We must restructure our medical supply chains. Dependence on out-of-state and global suppliers thwarted efforts to ramp up medical care as COVID-19 cases surged. During the height of this pandemic, personal protective equipment, testing supplies and more were nearly impossible to secure. To prevent this multi-state scramble from recurring, seven governors, including Gov. Cuomo, have agreed to develop a regional supply chain for personal protective equipment and other medical supplies. Additional planning is also underway to produce supplies in-state.

We need to keep working and learning together. Despite the horror, panic and sadness of it all, we learned a lot. Collaboration and communication are key. Our local community hospitals and government agencies worked together 24/7 to respond and manage this public health crisis. Gov.
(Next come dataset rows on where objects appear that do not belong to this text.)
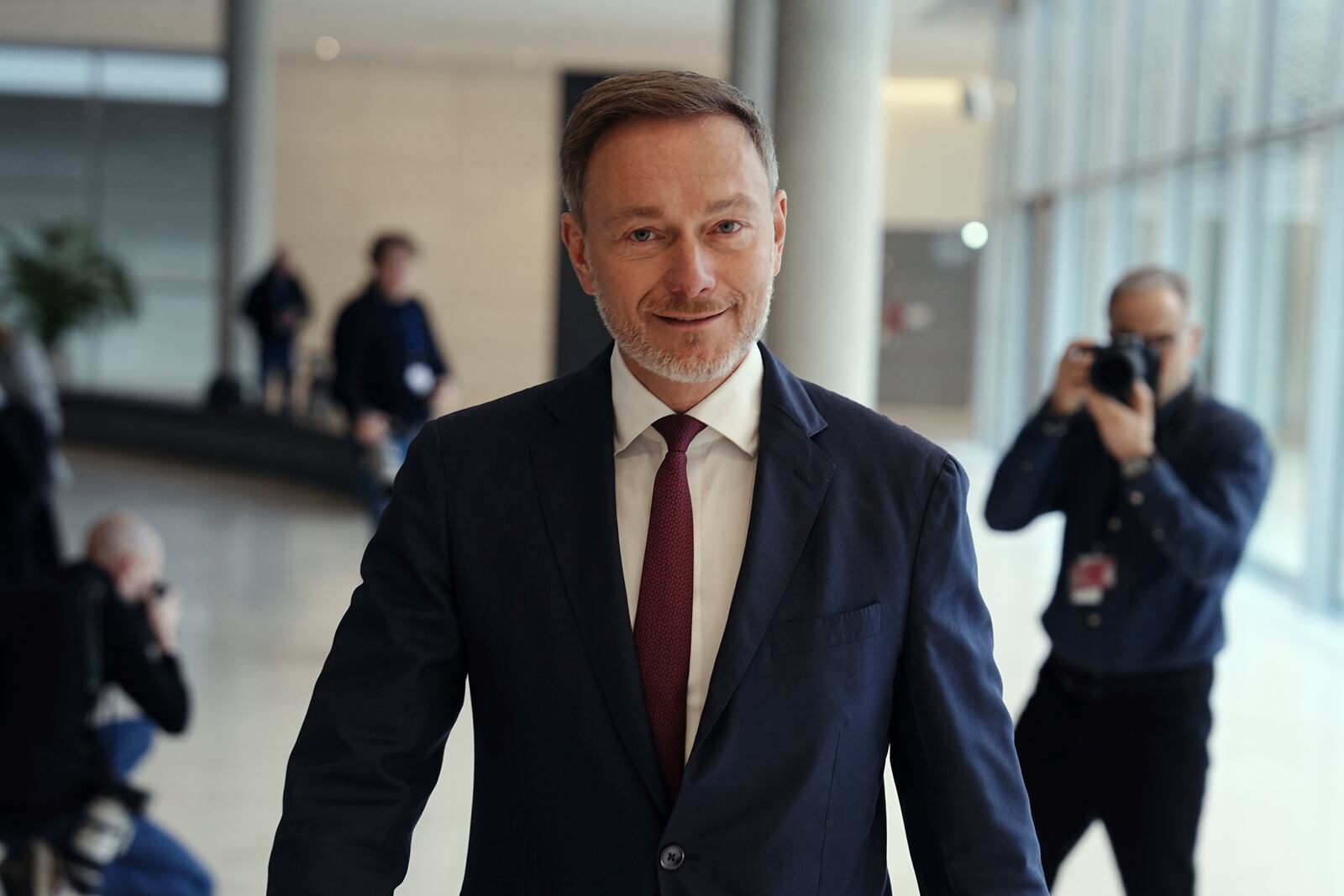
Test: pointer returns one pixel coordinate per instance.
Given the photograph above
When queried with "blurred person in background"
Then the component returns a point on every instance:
(390, 374)
(107, 620)
(30, 463)
(277, 307)
(699, 602)
(1159, 492)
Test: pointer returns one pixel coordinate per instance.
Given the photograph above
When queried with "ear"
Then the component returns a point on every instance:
(575, 244)
(779, 212)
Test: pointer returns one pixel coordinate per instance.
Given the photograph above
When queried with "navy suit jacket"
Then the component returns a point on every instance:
(857, 629)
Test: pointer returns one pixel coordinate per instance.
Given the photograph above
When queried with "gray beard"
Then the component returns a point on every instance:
(632, 343)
Cuomo held daily press briefings, established a website, shared data and disseminated new developments as they occurred. Residents across the state stayed at home, donned masks, re-learned how to wash hands and maintained “social distance.” Last but certainly not least, our essential workers’ served tirelessly and compassionately on the front lines. This full team effort helped New York state save lives and flatten and eventually crush the COVID-19 curve.

Thankfully, hospitals throughout New York can now schedule their patients’ long-delayed elective procedures. They are safe, supplied and staffed to do so, and New Yorkers should feel confident they can go get the medical care they need. Even as we reopen, we’re mindful of what lies ahead. It’s up to all of us, right now, to take what we’ve learned to plan ahead for the next pandemic, tragedy or hurricane and be ready to respond, fully informed by the lessons of the past few months.